The DS brought back the Game & Watch concept of having two screens to work with, as well as a touch panel monitor. Many people thought that the PSP was going to mop the floor with the DS. But it went on to be the most popular thing since the Game Boy. It’s true that the current systems haven’t come close to the lofty bar set by these. But they still followed Iwata’s drive to keep trying to innovate in ways to make games fun.
More importantly, this was a guy who came from making games. So often those of us who play games wonder why some company leaders don’t seem to get what people want. Or we tire of companies relying on safe bets all of the time. How many times have you been on a message board, or in a game store, and heard somebody bemoaning that more titles are following the path of sports games? Games that update a roster, or mildly update the graphics, and not much else over their predecessor?
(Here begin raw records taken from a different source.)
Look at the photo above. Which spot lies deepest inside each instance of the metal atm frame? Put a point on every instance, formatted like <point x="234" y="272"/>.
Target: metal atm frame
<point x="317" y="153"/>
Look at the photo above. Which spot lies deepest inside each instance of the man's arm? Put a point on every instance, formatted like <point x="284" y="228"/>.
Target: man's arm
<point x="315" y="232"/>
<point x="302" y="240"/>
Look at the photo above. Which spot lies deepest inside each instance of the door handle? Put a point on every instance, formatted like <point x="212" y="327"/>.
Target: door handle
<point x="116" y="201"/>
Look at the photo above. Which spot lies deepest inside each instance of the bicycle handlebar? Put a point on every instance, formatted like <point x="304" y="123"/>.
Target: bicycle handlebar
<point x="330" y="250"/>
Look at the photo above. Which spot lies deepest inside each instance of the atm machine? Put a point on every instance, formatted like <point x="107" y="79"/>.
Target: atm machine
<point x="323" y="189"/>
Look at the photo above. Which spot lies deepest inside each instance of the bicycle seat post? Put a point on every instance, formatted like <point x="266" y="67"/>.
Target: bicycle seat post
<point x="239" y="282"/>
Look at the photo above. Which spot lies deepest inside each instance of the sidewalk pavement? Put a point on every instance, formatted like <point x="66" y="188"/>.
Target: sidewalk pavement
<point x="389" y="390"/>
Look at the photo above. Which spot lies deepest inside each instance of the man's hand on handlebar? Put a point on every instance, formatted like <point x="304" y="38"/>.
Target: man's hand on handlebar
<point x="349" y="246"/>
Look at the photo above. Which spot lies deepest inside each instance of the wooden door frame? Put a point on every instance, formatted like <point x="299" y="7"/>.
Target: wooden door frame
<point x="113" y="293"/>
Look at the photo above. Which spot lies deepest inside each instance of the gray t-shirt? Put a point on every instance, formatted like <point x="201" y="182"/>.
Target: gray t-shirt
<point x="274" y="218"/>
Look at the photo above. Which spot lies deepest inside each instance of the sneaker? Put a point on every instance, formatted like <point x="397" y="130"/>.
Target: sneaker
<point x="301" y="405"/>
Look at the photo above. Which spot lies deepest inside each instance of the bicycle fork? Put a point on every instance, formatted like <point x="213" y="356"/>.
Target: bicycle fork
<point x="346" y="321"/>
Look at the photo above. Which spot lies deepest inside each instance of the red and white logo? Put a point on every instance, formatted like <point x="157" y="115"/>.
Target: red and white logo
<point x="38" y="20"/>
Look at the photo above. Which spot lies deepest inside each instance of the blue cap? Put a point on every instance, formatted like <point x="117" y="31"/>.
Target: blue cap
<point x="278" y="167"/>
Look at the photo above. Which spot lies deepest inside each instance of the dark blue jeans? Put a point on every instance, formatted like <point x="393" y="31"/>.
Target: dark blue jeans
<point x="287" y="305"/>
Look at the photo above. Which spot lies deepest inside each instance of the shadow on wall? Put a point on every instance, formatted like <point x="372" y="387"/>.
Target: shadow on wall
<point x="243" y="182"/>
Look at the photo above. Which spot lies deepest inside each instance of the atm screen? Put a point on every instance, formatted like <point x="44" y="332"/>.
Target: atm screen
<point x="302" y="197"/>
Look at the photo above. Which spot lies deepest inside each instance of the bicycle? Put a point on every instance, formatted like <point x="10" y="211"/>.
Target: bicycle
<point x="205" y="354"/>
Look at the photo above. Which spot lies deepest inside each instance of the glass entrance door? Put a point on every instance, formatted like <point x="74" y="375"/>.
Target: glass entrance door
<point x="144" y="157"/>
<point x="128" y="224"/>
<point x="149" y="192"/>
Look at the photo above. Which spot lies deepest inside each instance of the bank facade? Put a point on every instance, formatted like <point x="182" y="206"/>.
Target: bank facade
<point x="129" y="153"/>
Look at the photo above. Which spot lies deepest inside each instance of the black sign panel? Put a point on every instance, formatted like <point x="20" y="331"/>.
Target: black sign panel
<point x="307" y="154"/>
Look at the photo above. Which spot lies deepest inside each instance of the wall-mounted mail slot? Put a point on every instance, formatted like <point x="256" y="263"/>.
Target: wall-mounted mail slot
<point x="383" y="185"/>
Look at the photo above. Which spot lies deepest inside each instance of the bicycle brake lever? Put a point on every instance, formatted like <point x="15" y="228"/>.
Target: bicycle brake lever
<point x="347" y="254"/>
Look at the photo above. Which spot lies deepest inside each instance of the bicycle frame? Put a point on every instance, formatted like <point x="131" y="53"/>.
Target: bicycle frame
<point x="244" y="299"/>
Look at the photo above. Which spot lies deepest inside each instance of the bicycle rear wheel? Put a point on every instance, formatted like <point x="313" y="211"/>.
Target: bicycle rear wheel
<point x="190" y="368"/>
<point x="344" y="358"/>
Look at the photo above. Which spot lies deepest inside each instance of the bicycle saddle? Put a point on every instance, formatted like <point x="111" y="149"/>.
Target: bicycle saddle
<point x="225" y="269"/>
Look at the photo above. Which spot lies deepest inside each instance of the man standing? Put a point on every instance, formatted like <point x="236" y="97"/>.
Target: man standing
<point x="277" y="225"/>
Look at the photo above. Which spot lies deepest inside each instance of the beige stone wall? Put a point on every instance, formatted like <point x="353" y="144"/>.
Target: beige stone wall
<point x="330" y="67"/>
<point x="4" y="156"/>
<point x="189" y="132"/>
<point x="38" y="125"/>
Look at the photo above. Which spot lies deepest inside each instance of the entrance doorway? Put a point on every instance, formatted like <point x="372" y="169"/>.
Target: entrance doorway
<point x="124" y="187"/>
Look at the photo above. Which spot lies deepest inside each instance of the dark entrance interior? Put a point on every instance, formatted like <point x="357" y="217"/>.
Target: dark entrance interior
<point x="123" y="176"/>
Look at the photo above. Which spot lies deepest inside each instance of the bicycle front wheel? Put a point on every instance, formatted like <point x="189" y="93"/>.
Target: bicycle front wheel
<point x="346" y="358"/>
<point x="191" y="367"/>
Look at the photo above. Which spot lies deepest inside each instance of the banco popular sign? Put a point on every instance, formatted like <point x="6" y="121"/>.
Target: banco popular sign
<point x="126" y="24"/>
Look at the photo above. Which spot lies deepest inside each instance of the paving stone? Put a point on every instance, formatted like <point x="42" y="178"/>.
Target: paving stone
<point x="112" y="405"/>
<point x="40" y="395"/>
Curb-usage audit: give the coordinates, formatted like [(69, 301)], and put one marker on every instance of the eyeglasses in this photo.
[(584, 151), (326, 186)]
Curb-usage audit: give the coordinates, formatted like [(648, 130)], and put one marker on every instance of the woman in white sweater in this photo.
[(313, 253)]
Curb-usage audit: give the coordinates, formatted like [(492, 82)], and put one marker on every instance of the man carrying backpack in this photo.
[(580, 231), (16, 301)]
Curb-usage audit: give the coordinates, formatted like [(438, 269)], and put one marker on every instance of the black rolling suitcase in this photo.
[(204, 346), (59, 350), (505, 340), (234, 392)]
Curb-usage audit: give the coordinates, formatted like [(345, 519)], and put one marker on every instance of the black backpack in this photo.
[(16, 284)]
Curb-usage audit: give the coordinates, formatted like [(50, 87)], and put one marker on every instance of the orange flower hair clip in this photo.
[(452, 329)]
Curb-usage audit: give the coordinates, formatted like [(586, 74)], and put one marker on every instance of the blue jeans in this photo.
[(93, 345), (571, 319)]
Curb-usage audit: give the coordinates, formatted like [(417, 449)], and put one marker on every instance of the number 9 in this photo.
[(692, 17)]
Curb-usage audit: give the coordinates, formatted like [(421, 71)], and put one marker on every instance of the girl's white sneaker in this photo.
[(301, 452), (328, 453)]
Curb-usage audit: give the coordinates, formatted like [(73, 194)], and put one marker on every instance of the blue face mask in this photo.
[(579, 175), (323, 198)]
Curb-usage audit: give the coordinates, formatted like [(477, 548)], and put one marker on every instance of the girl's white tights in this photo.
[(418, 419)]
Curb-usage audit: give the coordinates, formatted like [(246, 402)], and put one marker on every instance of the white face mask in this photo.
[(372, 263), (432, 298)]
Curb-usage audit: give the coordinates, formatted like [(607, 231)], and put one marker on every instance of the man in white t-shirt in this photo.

Whether or not you agree with Nintendo’s decisions in this regard, it is the very thing Iwata was trying to prevent. And although you could argue Nintendo also has sequels, they aren’t nearly as frequent. They also may make a few refinements, but they don’t try to fix what isn’t broken in the process. At least not in most cases. Satoru Iwata understood that video games are supposed to be fun first, and foremost. He understood what his products were, and how they worked. That actually was an asset on the business end. Because it meant that he wasn’t going to let the company put out anything slipshod. It meant that you were getting more than prettier graphics. And it meant he cared about the long-term growth of his company. You can find the rare bad Nintendo game. But a bad Nintendo game usually merely translates to an average one.
Was the man flawless? Of course not. Nobody ever will be. But by all accounts he was liked by his employees, loved by those closest to him, and was a consummate professional. In 2005 he famously said ” On my business card, I am a corporate president. In my mind, I am a game developer. But in my heart, I am a gamer.” One can only hope that his work inspired creators to keep striving for new ways to make games fun. One can only hope that his work inspired business leaders to be fair to their employees, and focus on their company’s long-term outlook. One can only hope that the good he did in his personal life inspired those he knew to be better, kinder, people.
Goodbye Mr. Iwata. Life, and video games aren’t going to be the same without you.